By Meeyoung Cho
SEOUL, Dec 12 (Reuters) - South Korea will start a winter campaign on Monday to curb peak power demand as a quarter of its nuclear units are offline, including one shut as planned on Thursday for maintenance.
Such campaigns in Asia's fourth-largest economy have become routine during peak demand periods since late last year due to the nuclear safety scandal that has shut some nuclear units and delayed others from starting up operations.
The energy ministry said on Thursday power-saving measures include keeping indoor temperatures at 18 degrees Celsius, and limiting lighting and the use of individual electrical heaters at public firms, "as anxiety over winter power supply could be hiked depending on when three nuclear reactors are restarted."
If the restarts of the three reactors shut in late May to replace control cables supplied with fake certificates are delayed beyond the end of this year, this could cause unstable power supply during the coldest winter months, the ministry said in a statement.
The government plans to impose penalties of up to 3 million won ($2,900) from Jan. 1 on any shops which turn on heaters while leaving doors wide open.
Of South Korea's 23 reactors, which account for a third of the country's power supply, six are offline as of Thursday including the three for cable replacement.
A fourth shut earlier on Thursday for a scheduled maintenance through Jan. 19 according to reactor operator Korea Hydro & Nuclear Power, owned by state-run utility Korea Electric Power Corp (KEPCO).

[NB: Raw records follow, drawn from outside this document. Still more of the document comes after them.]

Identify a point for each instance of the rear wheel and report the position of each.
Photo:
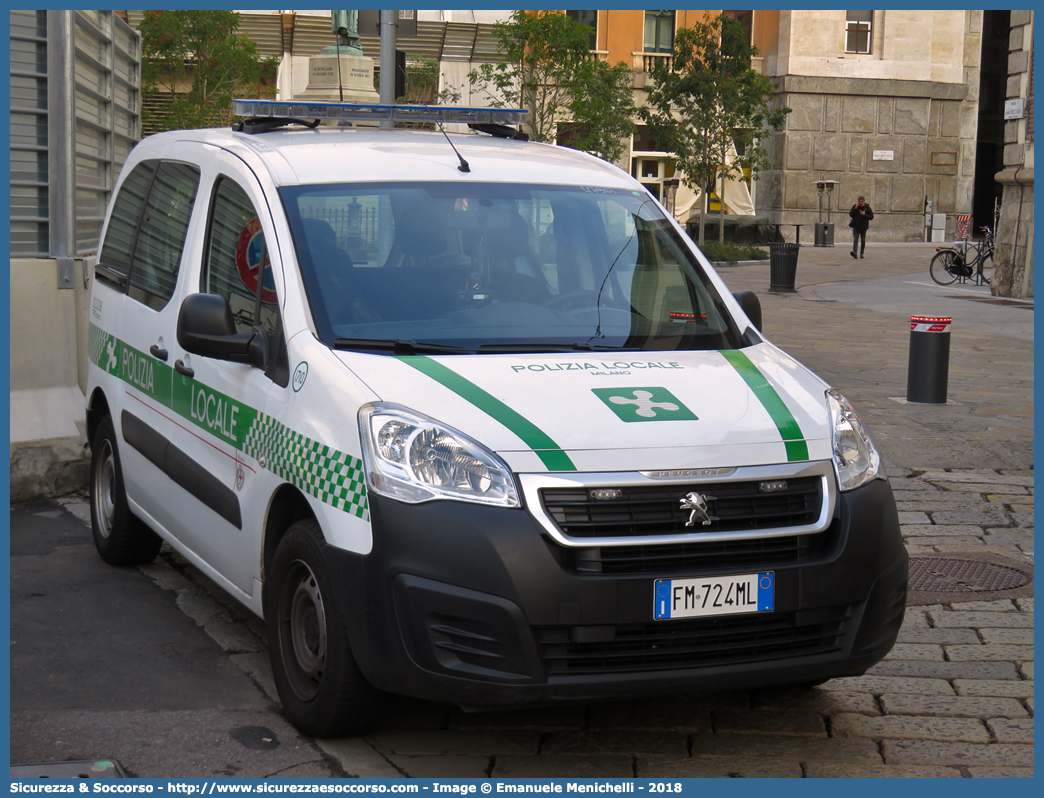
(944, 267)
(119, 536)
(319, 684)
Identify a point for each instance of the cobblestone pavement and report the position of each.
(953, 699)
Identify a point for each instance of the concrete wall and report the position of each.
(1014, 276)
(48, 376)
(914, 100)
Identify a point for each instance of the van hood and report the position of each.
(616, 412)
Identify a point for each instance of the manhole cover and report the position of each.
(945, 579)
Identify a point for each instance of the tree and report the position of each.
(708, 100)
(197, 57)
(548, 70)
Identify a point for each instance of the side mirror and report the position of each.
(751, 305)
(206, 327)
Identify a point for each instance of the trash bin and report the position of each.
(782, 266)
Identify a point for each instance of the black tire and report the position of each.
(120, 537)
(323, 691)
(988, 266)
(944, 267)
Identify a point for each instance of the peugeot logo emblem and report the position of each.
(696, 503)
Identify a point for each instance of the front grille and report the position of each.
(755, 554)
(656, 510)
(696, 642)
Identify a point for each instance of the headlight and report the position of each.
(855, 456)
(413, 459)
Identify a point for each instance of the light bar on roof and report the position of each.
(355, 112)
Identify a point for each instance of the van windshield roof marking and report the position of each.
(550, 453)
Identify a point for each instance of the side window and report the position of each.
(162, 232)
(233, 259)
(117, 248)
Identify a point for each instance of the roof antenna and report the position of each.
(464, 164)
(340, 86)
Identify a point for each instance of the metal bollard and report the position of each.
(929, 364)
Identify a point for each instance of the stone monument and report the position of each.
(340, 71)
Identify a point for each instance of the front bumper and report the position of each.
(475, 605)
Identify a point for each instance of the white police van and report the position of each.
(471, 419)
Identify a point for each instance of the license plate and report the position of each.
(713, 595)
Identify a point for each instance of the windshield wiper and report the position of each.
(538, 348)
(401, 346)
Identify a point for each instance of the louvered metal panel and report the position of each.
(265, 30)
(64, 166)
(459, 41)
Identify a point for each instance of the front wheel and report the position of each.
(944, 267)
(988, 267)
(323, 691)
(120, 537)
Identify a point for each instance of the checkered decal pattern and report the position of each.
(97, 347)
(332, 476)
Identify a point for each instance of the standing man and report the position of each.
(861, 214)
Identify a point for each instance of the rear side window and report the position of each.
(118, 247)
(146, 233)
(233, 260)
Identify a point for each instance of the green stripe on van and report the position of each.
(550, 453)
(789, 430)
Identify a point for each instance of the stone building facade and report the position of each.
(895, 123)
(1014, 275)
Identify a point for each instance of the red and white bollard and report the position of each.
(929, 364)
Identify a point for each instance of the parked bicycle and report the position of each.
(964, 261)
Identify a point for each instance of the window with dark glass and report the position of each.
(659, 31)
(162, 232)
(236, 258)
(591, 20)
(858, 33)
(117, 248)
(143, 244)
(745, 19)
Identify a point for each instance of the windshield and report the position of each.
(499, 267)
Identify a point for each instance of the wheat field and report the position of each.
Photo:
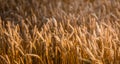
(59, 32)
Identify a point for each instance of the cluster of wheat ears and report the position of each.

Another reactor is awaiting an extension of its licence after its 30-year lifespan expired in November last year; a sixth is shut by scheduled maintenance extended to mid-January to repair cracks found on the reactor head.
A spokesman for Korea East-West Power, also owned by KEPCO, said its two coal-fired power units with a combined capacity of 1,000 megawatts were also shut for a technical glitch on Thursday, but would be restarted later in the evening.
South Korea is in the midst of reviewing a draft energy policy that calls for it to cut its reliance on nuclear power to 29 percent by 2035, down from an earlier plan to increase the dependence to 41 percent by 2030.
Seoul has been under pressure to curb nuclear power use after the scandal that erupted when some reactors were found to have received replacement parts with fake safety documentation.
Anti-nuclear groups have said the draft energy policy is an "expansion" plan because it will still require South Korea to build more nuclear-fired plants over the next two decades as its power demand grows.